What Do I Do If the Network Inference Fails Due to AI Core Operator Execution Timeout?
Symptom
During model inference, a message is displayed indicating that the model fails to be executed.
The /var/log/npu/slog/device-id/device-**.log file displays the following ERROR-level log message:
[ERROR] TSCH(-1,null):2020-06-04-10:51:09.520.395 28 (cpuid:0) ai_core_dispatcher.c:1012 bs_done_exception_proc_timeout: slot_id=1,TS_ctrl=0x4,exception_core_list=0x0,current core usage=0x1,AI_CORES_COUNT=2, fault_task=0
Cause Analysis
When an operator execution task on the AI Core times out, Task Scheduler returns a timeout failure.
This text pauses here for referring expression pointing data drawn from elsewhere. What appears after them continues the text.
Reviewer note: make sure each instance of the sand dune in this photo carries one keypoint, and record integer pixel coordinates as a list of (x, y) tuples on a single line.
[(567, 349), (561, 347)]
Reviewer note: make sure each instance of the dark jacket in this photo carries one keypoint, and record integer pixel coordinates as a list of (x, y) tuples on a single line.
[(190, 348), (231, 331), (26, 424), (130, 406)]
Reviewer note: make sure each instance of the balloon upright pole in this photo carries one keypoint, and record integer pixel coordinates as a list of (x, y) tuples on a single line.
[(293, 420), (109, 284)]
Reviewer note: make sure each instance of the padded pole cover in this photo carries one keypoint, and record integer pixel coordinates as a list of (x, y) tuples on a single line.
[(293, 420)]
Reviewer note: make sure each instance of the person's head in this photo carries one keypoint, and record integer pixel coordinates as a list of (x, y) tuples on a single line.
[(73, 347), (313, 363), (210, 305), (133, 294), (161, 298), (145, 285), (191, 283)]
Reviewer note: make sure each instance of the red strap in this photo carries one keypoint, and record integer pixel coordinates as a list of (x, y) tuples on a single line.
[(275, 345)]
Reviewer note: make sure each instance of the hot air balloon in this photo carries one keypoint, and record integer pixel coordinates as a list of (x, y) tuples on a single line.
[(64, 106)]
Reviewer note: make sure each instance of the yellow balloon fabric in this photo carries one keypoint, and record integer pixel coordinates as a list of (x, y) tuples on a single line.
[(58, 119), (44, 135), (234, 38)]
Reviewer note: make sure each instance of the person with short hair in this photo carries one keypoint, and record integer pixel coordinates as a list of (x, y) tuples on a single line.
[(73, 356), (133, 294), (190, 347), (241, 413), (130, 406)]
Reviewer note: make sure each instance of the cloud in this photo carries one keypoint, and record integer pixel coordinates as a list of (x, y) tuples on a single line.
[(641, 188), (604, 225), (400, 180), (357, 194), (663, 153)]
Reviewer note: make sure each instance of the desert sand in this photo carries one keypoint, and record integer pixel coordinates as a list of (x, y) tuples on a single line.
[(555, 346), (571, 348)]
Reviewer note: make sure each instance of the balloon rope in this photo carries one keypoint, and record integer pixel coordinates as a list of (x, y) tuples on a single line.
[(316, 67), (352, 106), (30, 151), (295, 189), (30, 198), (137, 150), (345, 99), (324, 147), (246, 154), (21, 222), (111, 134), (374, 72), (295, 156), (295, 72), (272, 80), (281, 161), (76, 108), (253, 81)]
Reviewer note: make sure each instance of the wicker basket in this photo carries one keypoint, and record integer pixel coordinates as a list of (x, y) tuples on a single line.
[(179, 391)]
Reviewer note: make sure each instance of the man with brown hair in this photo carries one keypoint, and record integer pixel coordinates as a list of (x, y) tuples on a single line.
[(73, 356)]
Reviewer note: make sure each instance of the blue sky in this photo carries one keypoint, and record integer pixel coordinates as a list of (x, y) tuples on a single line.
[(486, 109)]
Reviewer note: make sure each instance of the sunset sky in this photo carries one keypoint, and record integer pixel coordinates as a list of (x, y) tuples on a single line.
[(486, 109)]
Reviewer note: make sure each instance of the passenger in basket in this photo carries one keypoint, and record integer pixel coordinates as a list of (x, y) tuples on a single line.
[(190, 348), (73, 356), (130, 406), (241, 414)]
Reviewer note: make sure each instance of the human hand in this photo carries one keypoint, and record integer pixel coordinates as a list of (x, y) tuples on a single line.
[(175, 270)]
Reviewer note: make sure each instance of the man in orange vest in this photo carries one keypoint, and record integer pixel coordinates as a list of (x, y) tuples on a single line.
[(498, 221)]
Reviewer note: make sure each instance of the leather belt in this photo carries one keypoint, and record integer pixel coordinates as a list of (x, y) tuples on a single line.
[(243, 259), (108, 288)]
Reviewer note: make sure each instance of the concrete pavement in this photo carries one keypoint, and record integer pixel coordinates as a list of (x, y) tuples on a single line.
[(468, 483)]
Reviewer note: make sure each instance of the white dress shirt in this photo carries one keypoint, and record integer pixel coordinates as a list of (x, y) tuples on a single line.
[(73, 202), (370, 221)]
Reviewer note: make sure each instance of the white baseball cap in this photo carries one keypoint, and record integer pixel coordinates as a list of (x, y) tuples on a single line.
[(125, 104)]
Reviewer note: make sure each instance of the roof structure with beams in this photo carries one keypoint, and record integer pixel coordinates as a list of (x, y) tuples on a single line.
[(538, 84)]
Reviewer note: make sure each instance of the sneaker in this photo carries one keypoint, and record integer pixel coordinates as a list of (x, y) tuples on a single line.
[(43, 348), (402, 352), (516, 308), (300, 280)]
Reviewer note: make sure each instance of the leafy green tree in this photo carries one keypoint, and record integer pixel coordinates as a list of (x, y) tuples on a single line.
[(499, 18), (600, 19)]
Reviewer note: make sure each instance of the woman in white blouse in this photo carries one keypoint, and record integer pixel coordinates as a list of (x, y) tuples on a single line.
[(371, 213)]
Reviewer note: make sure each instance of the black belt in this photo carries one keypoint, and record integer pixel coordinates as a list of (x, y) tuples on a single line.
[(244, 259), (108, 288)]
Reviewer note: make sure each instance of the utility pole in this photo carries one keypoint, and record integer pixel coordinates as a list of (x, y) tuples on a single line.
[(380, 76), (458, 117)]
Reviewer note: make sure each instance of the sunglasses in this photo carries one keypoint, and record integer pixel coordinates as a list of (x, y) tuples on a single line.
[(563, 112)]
The timeout interval for Ascend 310 AI Processor is 55s.
Troubleshooting
Perform the following steps to locate the timeout operator:
- Check the logs on the device to locate the ID of the failed task of the TSCH component.
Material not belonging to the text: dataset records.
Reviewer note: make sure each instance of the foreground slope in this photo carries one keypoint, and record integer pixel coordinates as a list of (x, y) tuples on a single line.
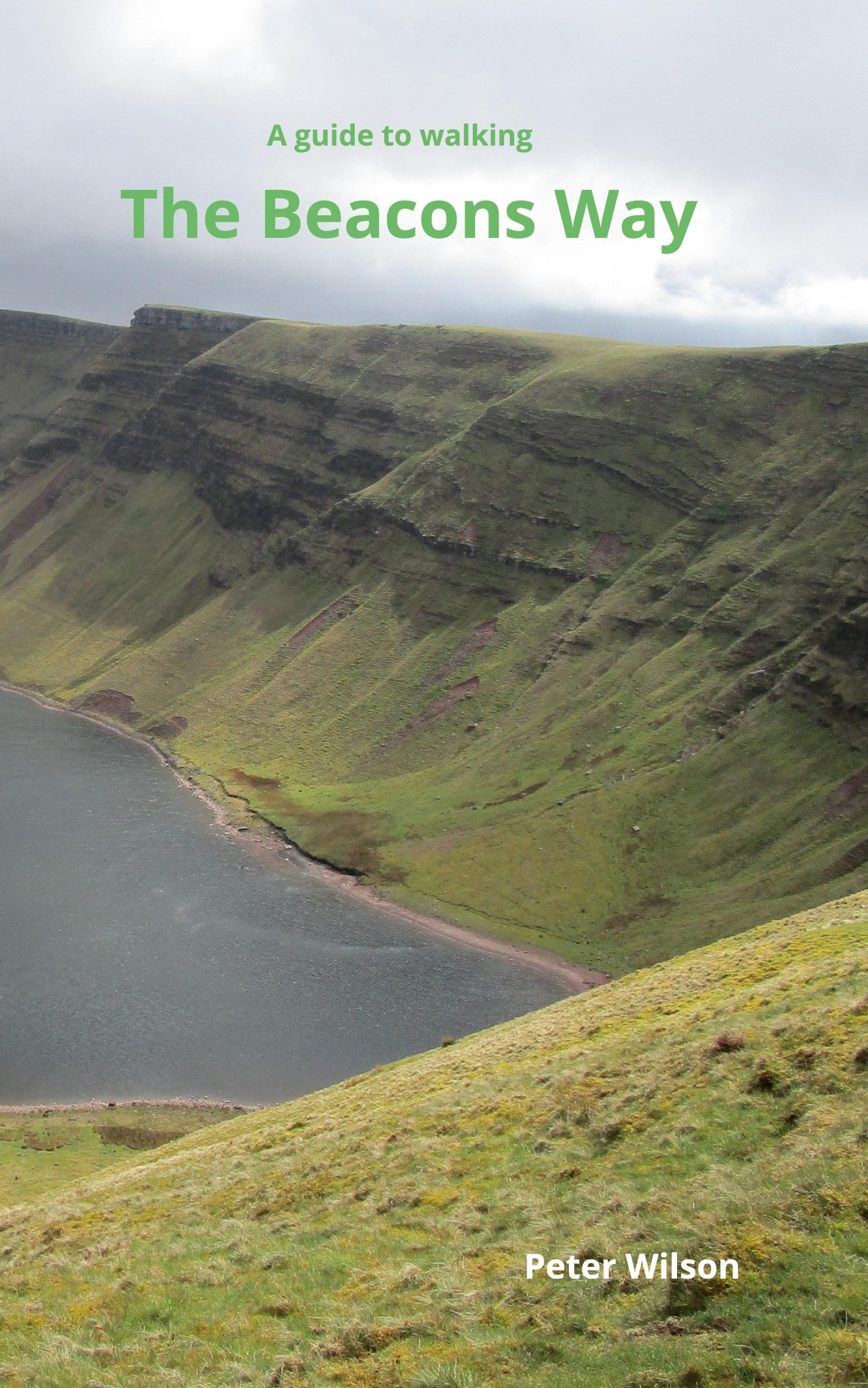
[(564, 637), (375, 1233)]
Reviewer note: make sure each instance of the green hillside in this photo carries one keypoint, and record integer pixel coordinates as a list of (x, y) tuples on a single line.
[(375, 1235), (559, 637)]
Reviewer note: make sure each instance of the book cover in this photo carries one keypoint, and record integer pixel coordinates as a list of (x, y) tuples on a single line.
[(433, 718)]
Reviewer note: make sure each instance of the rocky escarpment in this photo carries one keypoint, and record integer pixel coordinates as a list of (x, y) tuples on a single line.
[(42, 358), (49, 326), (123, 381)]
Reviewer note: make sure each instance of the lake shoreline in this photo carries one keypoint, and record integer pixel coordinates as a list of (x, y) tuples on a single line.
[(110, 1106), (272, 839)]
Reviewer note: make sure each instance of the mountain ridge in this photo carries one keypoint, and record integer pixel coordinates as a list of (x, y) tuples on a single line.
[(480, 615)]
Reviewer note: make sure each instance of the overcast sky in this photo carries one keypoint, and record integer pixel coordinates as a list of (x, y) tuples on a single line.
[(757, 109)]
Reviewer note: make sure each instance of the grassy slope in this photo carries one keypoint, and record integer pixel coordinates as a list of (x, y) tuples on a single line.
[(373, 1235), (475, 604), (42, 1151)]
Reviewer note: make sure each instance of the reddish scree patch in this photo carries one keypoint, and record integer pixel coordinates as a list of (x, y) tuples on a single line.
[(114, 703), (36, 508), (609, 548), (472, 643)]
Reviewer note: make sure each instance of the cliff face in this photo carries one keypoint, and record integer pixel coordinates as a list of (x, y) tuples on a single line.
[(41, 361), (568, 636)]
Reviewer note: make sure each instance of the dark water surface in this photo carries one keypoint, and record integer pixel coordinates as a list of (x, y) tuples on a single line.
[(144, 951)]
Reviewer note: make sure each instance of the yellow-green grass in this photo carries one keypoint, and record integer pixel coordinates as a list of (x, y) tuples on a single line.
[(375, 1233), (42, 1150)]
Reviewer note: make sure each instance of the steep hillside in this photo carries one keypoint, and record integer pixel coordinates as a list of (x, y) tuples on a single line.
[(562, 637), (376, 1233)]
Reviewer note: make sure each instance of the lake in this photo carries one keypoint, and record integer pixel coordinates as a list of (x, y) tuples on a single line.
[(145, 951)]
Go to the log file device-**.log in /var/log/npu/slog/device-id.
Query log message of the TSCH component by searching for the keyword bs_done_exception_proc_timeout, to locate the fault_task ID, for example, fault_task=0.
For details about log message, see Symptom.
- Check the logs on the host to locate the name of the operator that fails to be executed.
Go to the log file host-0_*.log in /var/log/npu/slog/host-0.
fault_task=0 is used as an example task ID. Search for TaskLaunched and task_id=0 in the host-0_*.log file based on the fault_task ID obtained in 1.
[EVENT] RUNTIME(15568,acl_caffe_interp):2020-06-04-10:50:14.522.076 [runtime/feature/src/logger.cc:1014]15570 TaskLaunched:device_id=0, stream_id=514, sq_id=514, task_id=0, kernel_name=test_case/2_16_144_417_248_408_float16/0_Interp_1_0_2_16_144_417_0_0_2_16_248_408.om/Interp_tvmbin, devfunc_name = te_interp_1ead9f4957880f1e_0__kernel0 task_type=AiCoreKernel, task_launched_num=2
In the preceding log message, Interp of kernel_name indicates the operator whose execution times out.
You can perform operator tuning by referring to Performance Optimization.